The history behind Flemings Mayfair hotel
Flemings Mayfair hotel in London was founded by Robert Fleming in 1851, a date commemorated by the hotel's stained glass window depicting the Great Exhibition at Crystal Palace.
Born in 1820 to William Fleming, a victualler, Robert was a servant and valet to the Marquis & Marchioness of Angelsey at 1 Old Burlington Street in London - ideal training for running a high class hotel.
The 1852 London Post Office Directory documents Fleming running a lodging house at 10 Half Moon Street (believed to have originated in 1730). The street was named after the Half Moon public house on the corner where James Boswell, best known for his biography of Samuel Johnson, lodged in 1768.

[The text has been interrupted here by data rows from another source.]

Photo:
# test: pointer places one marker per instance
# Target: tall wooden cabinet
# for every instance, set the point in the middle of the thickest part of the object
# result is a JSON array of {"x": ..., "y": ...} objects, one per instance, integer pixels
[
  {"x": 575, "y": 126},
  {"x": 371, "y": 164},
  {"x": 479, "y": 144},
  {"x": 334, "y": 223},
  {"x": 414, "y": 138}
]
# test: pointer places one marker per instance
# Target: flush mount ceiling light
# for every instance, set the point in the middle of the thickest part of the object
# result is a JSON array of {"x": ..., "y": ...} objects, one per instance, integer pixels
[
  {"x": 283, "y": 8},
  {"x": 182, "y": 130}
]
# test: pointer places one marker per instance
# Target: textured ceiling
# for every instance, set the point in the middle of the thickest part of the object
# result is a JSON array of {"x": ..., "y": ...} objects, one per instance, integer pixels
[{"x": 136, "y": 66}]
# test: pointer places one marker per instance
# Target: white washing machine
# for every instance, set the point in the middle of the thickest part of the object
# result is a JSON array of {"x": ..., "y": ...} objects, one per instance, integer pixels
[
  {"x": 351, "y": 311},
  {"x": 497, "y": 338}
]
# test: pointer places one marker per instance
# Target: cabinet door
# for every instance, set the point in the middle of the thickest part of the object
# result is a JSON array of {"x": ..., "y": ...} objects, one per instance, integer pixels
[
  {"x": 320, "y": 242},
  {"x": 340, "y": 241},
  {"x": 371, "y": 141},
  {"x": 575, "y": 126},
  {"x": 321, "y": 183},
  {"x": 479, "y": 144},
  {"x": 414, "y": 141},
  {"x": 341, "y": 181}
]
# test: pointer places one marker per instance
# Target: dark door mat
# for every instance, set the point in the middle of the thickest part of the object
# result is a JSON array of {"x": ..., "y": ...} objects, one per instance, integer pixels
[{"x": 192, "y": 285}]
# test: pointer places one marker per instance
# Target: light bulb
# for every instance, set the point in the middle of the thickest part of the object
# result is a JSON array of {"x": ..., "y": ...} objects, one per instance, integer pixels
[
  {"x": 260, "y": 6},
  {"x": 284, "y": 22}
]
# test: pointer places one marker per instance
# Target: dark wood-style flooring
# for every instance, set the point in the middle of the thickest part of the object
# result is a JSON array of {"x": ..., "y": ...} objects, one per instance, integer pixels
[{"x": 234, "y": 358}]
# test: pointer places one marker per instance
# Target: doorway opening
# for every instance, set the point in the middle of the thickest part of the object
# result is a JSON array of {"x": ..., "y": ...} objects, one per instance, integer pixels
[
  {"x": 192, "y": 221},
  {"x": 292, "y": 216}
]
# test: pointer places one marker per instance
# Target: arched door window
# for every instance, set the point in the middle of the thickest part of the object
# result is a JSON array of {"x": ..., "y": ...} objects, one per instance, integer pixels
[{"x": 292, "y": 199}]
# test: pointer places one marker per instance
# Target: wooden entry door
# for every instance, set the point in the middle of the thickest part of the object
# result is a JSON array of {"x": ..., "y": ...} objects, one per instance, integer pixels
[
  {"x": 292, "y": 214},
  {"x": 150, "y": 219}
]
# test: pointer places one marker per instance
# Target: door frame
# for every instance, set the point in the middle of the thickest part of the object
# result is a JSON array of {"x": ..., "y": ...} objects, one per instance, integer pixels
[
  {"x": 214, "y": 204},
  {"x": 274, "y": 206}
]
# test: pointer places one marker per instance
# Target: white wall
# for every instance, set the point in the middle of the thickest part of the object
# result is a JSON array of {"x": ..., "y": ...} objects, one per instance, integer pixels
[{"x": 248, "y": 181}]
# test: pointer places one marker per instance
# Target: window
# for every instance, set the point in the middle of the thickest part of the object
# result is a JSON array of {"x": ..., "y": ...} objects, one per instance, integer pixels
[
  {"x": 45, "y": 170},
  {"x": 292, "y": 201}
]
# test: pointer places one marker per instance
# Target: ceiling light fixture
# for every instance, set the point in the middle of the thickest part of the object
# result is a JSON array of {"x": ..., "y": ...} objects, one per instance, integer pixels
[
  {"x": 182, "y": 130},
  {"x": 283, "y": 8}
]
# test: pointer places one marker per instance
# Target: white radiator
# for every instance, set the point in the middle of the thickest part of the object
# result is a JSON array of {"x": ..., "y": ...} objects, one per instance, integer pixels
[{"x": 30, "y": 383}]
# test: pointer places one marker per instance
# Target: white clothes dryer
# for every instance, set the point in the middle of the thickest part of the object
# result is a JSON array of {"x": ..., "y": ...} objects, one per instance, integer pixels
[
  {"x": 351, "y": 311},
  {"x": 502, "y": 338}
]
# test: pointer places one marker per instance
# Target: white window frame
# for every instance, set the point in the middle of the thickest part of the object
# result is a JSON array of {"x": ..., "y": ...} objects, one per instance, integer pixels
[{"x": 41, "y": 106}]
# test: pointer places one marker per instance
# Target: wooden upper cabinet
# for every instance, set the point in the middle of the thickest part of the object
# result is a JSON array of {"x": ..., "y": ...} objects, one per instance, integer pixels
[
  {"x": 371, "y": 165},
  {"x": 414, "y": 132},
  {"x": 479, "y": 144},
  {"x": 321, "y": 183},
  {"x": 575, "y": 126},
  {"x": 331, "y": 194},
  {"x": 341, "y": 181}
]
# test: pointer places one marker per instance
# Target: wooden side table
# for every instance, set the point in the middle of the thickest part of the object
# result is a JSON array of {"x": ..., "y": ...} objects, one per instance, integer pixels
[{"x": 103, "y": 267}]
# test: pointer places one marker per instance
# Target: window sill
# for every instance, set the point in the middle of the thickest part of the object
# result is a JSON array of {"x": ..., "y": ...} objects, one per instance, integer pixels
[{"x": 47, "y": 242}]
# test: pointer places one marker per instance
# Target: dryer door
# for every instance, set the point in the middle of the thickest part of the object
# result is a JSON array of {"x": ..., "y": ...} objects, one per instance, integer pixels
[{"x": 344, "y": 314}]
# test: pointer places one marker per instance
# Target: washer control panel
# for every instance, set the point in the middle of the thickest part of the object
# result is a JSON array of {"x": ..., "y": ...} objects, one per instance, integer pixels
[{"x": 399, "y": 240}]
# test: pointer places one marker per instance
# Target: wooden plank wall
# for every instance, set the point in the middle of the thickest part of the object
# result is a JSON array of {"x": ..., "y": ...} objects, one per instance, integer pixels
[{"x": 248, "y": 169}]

Half Moon Street has been occupied by nobility, surgeons, physicians, legal professionals... and rogues. George Hudson, MP for Sunderland, had apartments in the hotel between 1855 and 1857. Hudson, the 'Railway King', was a railway promoter and fraudster accused of manipulating the share prices of his companies. As an MP he could not be arrested while Parliament sat, so he lodged at Flemings Hotel.
Today Flemings Mayfair is a privately owned, boutique London hotel, occupying 6 interconnecting Georgian Townhouses.